UIC uses state-of-the art, robust, accurate and reliable molecular methods for genotyping HLA Class I and Class II and MICA antigens, and NK cell receptors (KIR).
Individual methods for HLA typing result in varying levels of resolution- low, intermediate or high (Table 1).

PCR-SSO

Reverse sequence specific oligonucleotide (SSO) hybridization is used to determine HLA-A, -B, -C, -DRB, -DQA, -DQB, -DPA and -DPB locus types at intermediate and higher than intermediate levels of resolution. Our laboratory utilizes an SSO method that is able to resolve Common Well Documented (CWD) HLA alleles. This technology is used for high volume testing allowing for relatively low-cost typing for bone marrow donor drives or other applications involving large sample numbers. Special volume pricing and terms may apply.

NGS

High Resolution HLA Typing by Next Generation Sequencing (NGS) provides unambiguous, phase-defined, first pass HLA typing results. Our strategy for HLA typing with NGS allows for full gene sequencing for HLA-A, B, C, DQA1 and DPA1 loci, and long-range sequencing from exon 2 through partial-exon 4 (including introns) for HLA-DR, DQ and DP. In addition, full gene sequencing for HLA-DR, DQ and DP antigens is currently under validation. This method of typing enables reporting of allele level results to a minimum of three nomenclature fields for HLA Class I, DQA1 and DPA1 genes and two nomenclature fields for Class II genes, or minimum G group allele level typing. The long range NGS typing provides the highest HLA typing resolution that is important for donor selection for stem cell transplants. In addition, it can be used to define HLA alleles of solid organ transplant donors to aid in the understanding of allele specific antibodies displayed by the recipient.

Disease Association Testing

HLA typing for disease associations and drug hypersensitivity can be performed at intermediate or high-resolution typing.

• Ankylosing Spondylitis, rheumatoid arthritis, uveitis: HLA-B27
• Behcet’s: HLA-B51
• HIV controller/progressor: HLA-B57, B35
• Drug Hypersensitivity: (abacavir, allopurinol): HLA-B*57:01, B*58:01, B*15:02
• Celiac Disease: HLA-DQA1*05/DQB1*02, HLA-DQA1*03/DQB1*03:02 (DQ8), homozygous HLA-DQA1*02/DQB1*02
• Narcolepsy: HLA-DRB1*15, DQB1*06:02

MICA Gene Typing

MICA genotyping targets MICA sequence polymorphisms by SSO. MICA typing can be helpful in determining whether patients are matched or mismatched for MICA with their donors, and to facilitate identification of donor specific MICA antibodies.

KIR Gene Typing

Killer Cell Ig-Like Receptors (KIRs) are used by NK cells to distinguish abnormal cells from healthy cells. KIR genotyping performed by SSO identifies the presence and absence of 15 distinct KIR genes. Based on the result, the KIR A or B haplotypes can be assigned. Donor KIR B content is associated with positive outcomes after stem cell transplant. Presence of maternal KIR AA haplotypes are also associated with preeclampsia, fetal growth restriction and recurrent miscarriage in pregnant women.

Antigen-based and Allogeneic Cellular Therapies

HLA genotyping is informative in many allogeneic cellular therapy settings.

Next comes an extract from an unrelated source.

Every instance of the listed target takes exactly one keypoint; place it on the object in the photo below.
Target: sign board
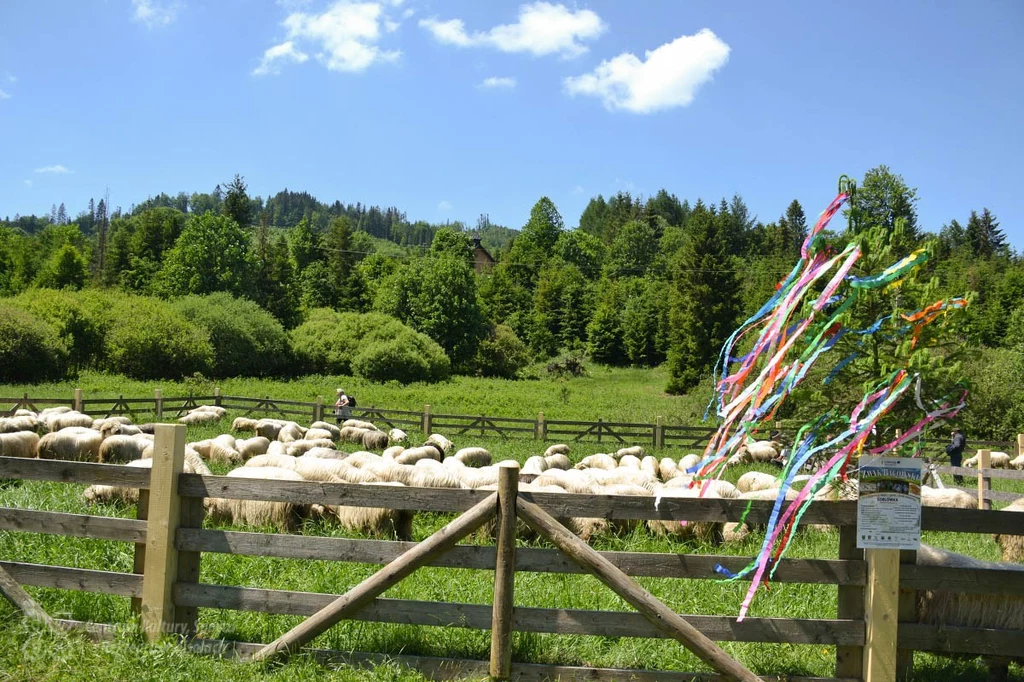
(889, 503)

• CAR-T therapies using genetically modified T cells may be specific for neoantigens in an HLA restricted manner.
• Allogeneic mesenchymal or other stem cell-based therapies may carry a risk of alloimmunization of the patient.
• Tolerogenic cellular therapies or tolerizing epitope-specific vaccines in autoimmune disease rely on presentation by appropriate HLA alleles.
• Our laboratory has extensive experience in CLIA-accredited HLA typing of patients, clinical trial subjects, and allogeneic cell products, along with monitoring of alloantibody quantity and breadth over the course therapy, for assessment of inclusion criteria (such as HLA matching) and secondary safety endpoints (expansion of alloimmunity) in these settings.
• For research and clinical trials, HLA genotyping results are available in a batched electronic file output, that can be tailored to the investigators’ requirements.